By providing a mechanism for increasing CPU utilization, multiprogramming creates the foundation for concurrent execution of software. Concurrency, in this context, can be thought of as the appearance of simultaneous program execution. That is, concurrency through multiprogramming is what makes it possible to use a web browser while listening to music with an MP3 player at the same time. Throughout most of the history of computing, these applications were not actually executing code at the same time; rather, the kernel was just switching back and forth between them so quickly that users could not notice.

A simple way to illustrate multiprogramming in modern software is with the sleep() function. This function’s only argument is the number of seconds to pause the current process. During this time, the system will switch to other processes that need to run. In other words, calling sleep() can be interpreted as a form of cooperative multitasking.

C library functions - <unistd.h>

unsigned sleep(unsigned seconds);: Suspend the current process for a number of seconds.

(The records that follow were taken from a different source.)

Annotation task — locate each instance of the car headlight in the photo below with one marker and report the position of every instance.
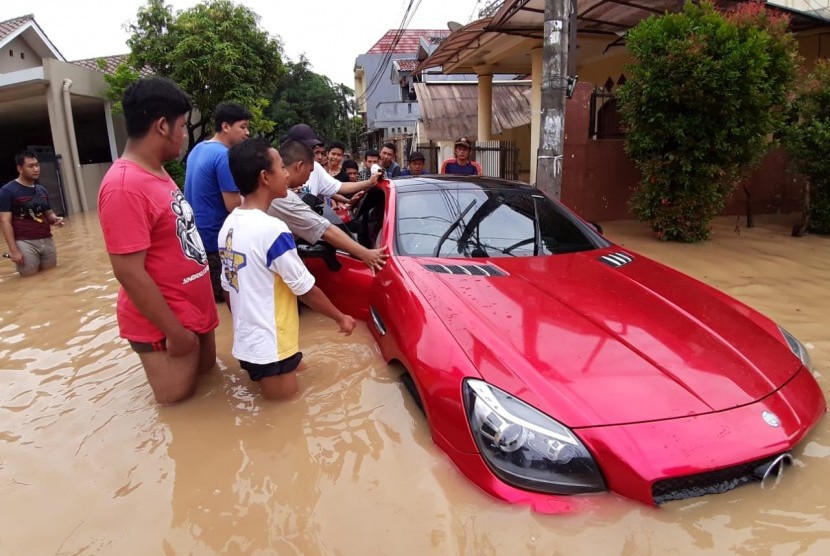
(526, 448)
(797, 348)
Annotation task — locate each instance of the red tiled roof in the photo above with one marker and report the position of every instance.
(406, 64)
(409, 41)
(11, 25)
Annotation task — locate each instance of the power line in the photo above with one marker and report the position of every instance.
(376, 79)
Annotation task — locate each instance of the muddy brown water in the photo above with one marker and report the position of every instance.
(90, 465)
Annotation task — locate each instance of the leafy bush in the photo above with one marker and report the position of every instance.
(808, 142)
(706, 92)
(176, 170)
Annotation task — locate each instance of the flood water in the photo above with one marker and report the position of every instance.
(90, 465)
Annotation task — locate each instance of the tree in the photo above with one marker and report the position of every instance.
(807, 141)
(215, 51)
(302, 96)
(699, 106)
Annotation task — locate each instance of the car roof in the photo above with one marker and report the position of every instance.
(434, 182)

Code Listing 2.2 shows an example of using sleep() to introduce repeated pauses in a process’s execution. This code will print “Hello!” 10 times, pausing for one second between each print. By running this code along with other programs (such as a media player or web browser), you can clearly observe that your computer is still operating during these 10 seconds. In fact, this can be made even clearer by running the same program in multiple windows; each instance will take turns printing the message and sleeping along with the others.

/* Code Listing 2.2:
   Repeatedly pausing the current function to illustrate multiprogramming
 */

for (int i = 0; i < 10; i++)
  {
    printf ("Hello!\n");
    sleep (1);
  }

2.2.3. Context Switches and Overhead Costs¶

Context switches form the basis of multiprogramming. A context switch is the change from one process’s virtual memory image to another. In a context switch, the kernel portion of virtual memory does not change. However, the user-mode code, data, heap, and stack segments that the CPU uses are changed. It’s important to note that both the old and new processes still reside in physical memory – the hardware memory component – simultaneously. The difference is that the kernel has changed which portion of physical memory is actively being used for the virtual memory image.

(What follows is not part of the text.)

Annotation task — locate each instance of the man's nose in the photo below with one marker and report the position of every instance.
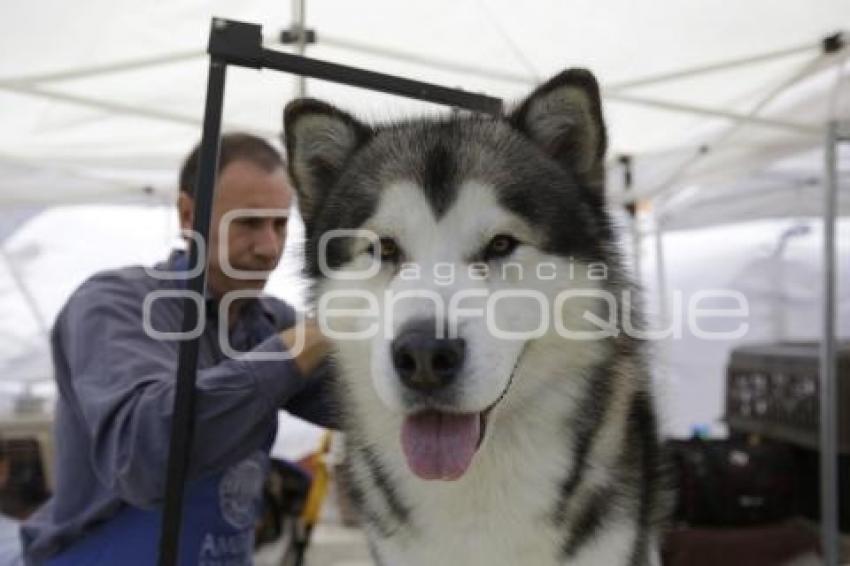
(269, 240)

Figure 2.2.6: Timeline showing the major events in a context switch from process A to process B

Although context switches are critical for multiprogramming, they also introduce complexity and overhead costs in terms of wasted time. First, when the kernel determines that it needs to perform a context switch, it must decide which process it will now make active; this choice is performed by a scheduling routine that takes time to run. Second, context switches introduce delays related to the memory hierarchy. In early cache systems, a context switch required all cache data to be invalidated. As such, all cache data for the old process had to be flushed and replaced with the new process’s data. Newer systems allow different parts of the cache to be associated with different processes; however, this reduces the total amount of data that the cache can store, increasing the number of cache misses.

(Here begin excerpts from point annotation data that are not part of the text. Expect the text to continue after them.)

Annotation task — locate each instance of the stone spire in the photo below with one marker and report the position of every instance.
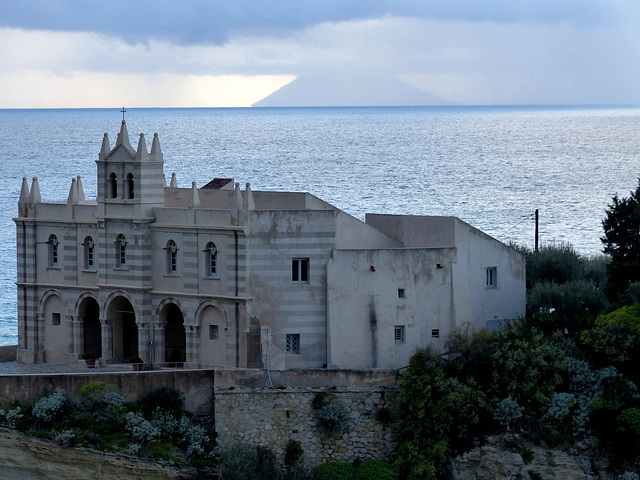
(24, 198)
(248, 201)
(156, 152)
(80, 189)
(142, 153)
(238, 197)
(34, 196)
(194, 199)
(123, 136)
(106, 148)
(73, 192)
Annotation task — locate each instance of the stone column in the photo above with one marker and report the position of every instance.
(159, 336)
(193, 344)
(107, 339)
(143, 342)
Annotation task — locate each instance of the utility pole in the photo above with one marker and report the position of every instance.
(536, 234)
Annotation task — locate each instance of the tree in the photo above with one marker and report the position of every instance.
(622, 241)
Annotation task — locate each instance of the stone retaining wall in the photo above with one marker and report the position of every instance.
(272, 417)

Because context switches introduce overhead costs, kernel designers strive to reduce their impact on performance. One way to do this is to increase the quantum given to each process, thereby letting it run longer before forcing a context switch. In fact, this is the main idea behind cooperative multitasking, which can be viewed as providing an infinite quantum to each process. The risk is that increasing the time quantum too much allows some processes to dominate the CPU time, effectively monopolizing the system resources. Empirical research on this trade-off has led to a common practice of 4 - 8 ms per quantum in modern systems.